At her home in south Bangalore, Anupama Hoskere has her dolls arranged to tell stories from the Mahabharata and the Ramayana. This display of dolls is part of an unbroken tradition and is the labour of love of a woman who studied to be an engineer. Her aim is to involve the children of today in these ancient traditions.
Anupama told NDTV, "As a child, I always enjoyed this festival. There was always excitement about bringing things out of the cupboard and putting it up. I looked at the children, looked at the dolls and said they really need this. And that's how it really started because I wanted to reintroduce this in a way that today's children would accept it, have fun with it. That is the bottom line. If they have fun with something, they can learn about it, want to keep it."

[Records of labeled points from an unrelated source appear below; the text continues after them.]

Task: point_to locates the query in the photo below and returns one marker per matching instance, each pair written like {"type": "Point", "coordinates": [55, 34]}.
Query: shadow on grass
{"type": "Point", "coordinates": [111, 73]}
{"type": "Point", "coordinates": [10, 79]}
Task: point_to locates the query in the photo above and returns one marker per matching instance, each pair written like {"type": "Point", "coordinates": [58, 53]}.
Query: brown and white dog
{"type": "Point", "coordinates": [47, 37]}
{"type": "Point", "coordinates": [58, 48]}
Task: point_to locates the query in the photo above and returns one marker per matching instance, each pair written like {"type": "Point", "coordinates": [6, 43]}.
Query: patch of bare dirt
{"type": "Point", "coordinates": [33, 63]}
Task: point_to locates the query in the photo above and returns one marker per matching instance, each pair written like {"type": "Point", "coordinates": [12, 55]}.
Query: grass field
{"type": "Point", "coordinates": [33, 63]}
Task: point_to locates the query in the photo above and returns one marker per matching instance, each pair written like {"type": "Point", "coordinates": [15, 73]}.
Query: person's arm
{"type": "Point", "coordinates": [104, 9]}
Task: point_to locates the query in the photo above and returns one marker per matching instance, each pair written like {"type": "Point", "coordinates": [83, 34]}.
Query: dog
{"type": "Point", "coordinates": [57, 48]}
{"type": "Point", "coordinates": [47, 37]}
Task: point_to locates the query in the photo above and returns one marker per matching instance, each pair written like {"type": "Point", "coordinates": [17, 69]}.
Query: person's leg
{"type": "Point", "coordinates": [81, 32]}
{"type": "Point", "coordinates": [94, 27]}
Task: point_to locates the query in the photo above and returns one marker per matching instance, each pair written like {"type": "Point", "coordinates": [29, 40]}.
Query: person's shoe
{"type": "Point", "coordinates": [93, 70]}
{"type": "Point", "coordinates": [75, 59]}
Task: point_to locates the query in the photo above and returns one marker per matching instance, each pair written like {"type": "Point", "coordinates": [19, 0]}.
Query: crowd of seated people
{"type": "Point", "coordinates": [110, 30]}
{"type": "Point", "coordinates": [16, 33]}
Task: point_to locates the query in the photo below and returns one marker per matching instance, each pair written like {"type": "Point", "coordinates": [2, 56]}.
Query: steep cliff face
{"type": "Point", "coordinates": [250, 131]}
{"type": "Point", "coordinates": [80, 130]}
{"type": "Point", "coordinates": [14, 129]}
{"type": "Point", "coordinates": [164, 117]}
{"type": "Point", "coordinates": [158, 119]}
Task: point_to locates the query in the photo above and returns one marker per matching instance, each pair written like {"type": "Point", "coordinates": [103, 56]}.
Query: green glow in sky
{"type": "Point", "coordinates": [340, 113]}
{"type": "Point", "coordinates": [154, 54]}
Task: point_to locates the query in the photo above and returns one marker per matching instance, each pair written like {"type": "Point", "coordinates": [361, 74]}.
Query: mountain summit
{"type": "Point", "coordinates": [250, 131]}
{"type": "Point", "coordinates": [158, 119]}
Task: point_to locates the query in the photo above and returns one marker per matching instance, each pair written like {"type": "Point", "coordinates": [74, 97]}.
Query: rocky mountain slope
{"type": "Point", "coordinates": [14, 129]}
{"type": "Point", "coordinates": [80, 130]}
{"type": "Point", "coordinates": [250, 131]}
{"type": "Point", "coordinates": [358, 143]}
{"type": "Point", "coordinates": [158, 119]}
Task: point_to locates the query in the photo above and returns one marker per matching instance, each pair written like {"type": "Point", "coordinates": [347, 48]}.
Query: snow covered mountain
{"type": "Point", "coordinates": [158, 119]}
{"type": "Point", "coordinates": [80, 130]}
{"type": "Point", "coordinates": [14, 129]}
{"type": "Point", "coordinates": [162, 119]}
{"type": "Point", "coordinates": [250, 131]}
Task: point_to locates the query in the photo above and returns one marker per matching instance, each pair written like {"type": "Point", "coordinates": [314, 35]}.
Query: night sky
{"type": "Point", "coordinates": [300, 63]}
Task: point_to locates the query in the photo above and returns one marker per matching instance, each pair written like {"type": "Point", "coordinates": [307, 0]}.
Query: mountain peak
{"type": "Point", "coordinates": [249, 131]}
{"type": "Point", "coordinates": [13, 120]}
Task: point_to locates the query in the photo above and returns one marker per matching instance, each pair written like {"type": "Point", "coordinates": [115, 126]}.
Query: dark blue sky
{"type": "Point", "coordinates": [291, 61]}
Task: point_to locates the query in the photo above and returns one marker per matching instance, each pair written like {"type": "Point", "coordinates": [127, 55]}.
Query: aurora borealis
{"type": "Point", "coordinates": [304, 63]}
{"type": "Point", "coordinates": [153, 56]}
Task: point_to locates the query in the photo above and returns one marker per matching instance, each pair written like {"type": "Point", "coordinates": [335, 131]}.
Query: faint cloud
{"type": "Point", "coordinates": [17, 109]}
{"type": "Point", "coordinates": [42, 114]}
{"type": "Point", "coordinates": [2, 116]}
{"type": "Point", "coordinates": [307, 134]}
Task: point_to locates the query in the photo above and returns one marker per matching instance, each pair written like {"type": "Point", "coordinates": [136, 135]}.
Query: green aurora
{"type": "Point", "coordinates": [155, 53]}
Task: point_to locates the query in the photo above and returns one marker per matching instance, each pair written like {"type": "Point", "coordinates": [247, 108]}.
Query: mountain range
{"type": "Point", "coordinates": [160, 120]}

The result was Dhaatu, a non-profit organisation which aims to revive, preserve and nurture Indian culture and art - a space that becomes a traditional dolls house for 10 days every year.
Anupama points with pride to the Gowri dolls, typical of Karnataka, four feet tall and made of wood. She says, "They have the joints the human beings have, they are made of wood. Special finish is done. Interestingly, the traditional puppetry of Karnataka and these dolls have a similar structure but the function is slightly different. Even here it is like a still theatre."
In Karnataka, the display of dolls had royal patronage as well - and it is fitting that this display also featured the famous Vijayadashami procession that is the culmination of the festival in the royal city of Mysore.
Dasara has been chosen as the state festival of Karnataka - and a vital, colourful part of this festival is the display of dolls throughout the ten days. This is a tradition that goes back thousands of years - and at Dhaatu, there is an attempt here to keep it alive. An attempt that certainly seems to be successful.